Below you have an example DAG file that will run a Databricks Notebook on a specific schedule. Once you have created your DAG, you should upload it to the MWAA S3 bucket in the `dags` folder.

In [None]:
from airflow import DAG
from airflow.providers.databricks.operators.databricks import DatabricksSubmitRunOperator, DatabricksRunNowOperator
from datetime import datetime, timedelta 


#Define params for Submit Run Operator
notebook_task = {
    'notebook_path': '<DATABRICKS_NOTEBOOK_PATH',
}


#Define params for Run Now Operator
notebook_params = {
    "Variable":5
}


default_args = {
    'owner': '<OWNER_NAME>',
    'depends_on_past': False,
    'email_on_failure': False,
    'email_on_retry': False,
    'retries': <NUMBER_DESIRED_RETRIES>,
    'retry_delay': timedelta(minutes=2)
}


with DAG('databricks_dag',
    # should be a datetime format
    start_date=<DESIRED_START_DATE>,
    # check out possible intervals, should be a string
    schedule_interval='<DESIRED_INTERVAL>',
    catchup=False,
    default_args=default_args
    ) as dag:


    opr_submit_run = DatabricksSubmitRunOperator(
        task_id='submit_run',
        # the connection we set-up previously
        databricks_conn_id='databricks_default',
        existing_cluster_id='<CLUSTER_ID>',
        notebook_task=notebook_task
    )
    opr_submit_run


Once uploaded to the `dags` folder, you will be able to see the new DAG in the Airflow UI on your MWAA environment, under paused DAGs. In order to manually trigger the DAG, you will first have to unpause it.

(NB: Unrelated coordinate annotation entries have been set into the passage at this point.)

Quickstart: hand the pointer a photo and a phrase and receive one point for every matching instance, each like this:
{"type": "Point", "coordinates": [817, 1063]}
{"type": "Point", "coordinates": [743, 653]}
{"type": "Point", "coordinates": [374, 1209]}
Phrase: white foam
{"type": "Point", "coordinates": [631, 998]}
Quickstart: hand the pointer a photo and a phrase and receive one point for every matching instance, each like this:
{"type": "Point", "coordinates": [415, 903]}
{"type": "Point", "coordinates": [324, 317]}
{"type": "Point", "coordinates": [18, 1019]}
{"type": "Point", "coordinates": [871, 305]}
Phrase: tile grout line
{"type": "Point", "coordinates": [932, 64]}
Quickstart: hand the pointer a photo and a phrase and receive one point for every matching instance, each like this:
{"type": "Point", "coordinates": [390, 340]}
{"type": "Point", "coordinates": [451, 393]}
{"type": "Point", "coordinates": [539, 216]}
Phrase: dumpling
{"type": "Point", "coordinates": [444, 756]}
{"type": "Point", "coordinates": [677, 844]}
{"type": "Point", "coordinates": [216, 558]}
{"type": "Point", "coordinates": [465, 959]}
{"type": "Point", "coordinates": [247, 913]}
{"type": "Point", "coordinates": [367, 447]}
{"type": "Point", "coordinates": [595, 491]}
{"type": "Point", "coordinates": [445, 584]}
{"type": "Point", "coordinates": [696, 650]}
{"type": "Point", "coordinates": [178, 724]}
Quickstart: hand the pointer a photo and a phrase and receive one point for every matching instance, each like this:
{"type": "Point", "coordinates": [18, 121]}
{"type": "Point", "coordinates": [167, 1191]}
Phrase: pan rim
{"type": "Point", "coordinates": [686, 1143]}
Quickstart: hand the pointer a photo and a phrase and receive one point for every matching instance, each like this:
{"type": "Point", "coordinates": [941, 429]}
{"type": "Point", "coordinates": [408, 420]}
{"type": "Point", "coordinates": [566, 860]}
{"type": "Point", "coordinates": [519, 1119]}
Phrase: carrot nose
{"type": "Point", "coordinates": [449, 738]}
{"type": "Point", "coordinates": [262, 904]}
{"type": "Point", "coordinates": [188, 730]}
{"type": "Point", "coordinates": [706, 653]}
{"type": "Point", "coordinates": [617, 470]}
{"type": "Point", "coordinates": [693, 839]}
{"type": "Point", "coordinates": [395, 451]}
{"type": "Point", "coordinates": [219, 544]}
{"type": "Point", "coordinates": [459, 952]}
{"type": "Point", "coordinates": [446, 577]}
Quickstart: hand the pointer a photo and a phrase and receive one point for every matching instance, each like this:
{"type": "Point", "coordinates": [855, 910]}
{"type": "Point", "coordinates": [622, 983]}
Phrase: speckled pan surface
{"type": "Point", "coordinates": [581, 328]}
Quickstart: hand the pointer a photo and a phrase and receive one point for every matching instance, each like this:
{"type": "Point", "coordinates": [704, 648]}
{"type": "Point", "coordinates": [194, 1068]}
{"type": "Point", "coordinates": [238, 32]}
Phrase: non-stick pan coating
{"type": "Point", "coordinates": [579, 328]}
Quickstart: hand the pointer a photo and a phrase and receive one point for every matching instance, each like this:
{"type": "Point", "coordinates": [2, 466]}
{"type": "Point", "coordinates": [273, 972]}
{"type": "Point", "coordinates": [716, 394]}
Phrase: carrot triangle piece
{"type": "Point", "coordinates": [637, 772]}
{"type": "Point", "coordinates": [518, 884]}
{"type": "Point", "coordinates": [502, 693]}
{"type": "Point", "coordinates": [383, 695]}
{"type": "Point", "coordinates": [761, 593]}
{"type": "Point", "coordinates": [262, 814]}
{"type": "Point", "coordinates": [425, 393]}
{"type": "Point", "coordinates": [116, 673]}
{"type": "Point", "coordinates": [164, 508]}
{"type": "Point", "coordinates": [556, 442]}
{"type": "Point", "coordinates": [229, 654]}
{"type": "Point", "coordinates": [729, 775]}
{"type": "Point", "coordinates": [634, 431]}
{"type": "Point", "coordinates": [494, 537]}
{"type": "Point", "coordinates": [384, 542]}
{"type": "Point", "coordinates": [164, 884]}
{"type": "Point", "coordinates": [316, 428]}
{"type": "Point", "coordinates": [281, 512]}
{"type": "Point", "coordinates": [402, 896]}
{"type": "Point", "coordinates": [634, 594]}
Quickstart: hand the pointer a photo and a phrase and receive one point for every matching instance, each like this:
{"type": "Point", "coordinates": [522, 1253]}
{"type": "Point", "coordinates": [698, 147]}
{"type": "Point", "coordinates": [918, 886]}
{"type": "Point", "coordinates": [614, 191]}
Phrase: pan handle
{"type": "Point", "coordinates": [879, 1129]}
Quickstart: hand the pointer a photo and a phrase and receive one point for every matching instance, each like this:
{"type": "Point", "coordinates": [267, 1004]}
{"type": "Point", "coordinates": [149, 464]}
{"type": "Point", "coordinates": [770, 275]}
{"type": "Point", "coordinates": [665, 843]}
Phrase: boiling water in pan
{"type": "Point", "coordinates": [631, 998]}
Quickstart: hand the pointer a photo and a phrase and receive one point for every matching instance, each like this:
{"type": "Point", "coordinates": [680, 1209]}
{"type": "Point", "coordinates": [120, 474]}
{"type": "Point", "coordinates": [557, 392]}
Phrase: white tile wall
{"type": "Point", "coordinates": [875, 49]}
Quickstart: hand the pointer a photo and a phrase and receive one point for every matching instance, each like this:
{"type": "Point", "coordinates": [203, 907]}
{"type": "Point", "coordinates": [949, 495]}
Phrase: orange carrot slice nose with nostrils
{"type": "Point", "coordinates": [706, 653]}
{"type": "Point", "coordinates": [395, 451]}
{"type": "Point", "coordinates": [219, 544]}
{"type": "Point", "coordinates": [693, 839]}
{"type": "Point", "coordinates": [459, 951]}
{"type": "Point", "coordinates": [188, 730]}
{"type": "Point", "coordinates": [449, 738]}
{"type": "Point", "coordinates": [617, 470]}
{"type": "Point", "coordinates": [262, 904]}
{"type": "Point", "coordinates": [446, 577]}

The DAG might fail if you're notebook contains the commands for mounting the S3 bucket, as this is something that should only be done once. To avoid this, either comment out those commands, or make sure to include the commands to un-mount the S3 bucket in a cell at the end of the notebook.

## Conclusion
At this point, you should have a good understanding of:
- How to create an API token in Databricks
- How to create a MWAA to Databricks Connection
- How to create a DAG that runs a Databricks Notebook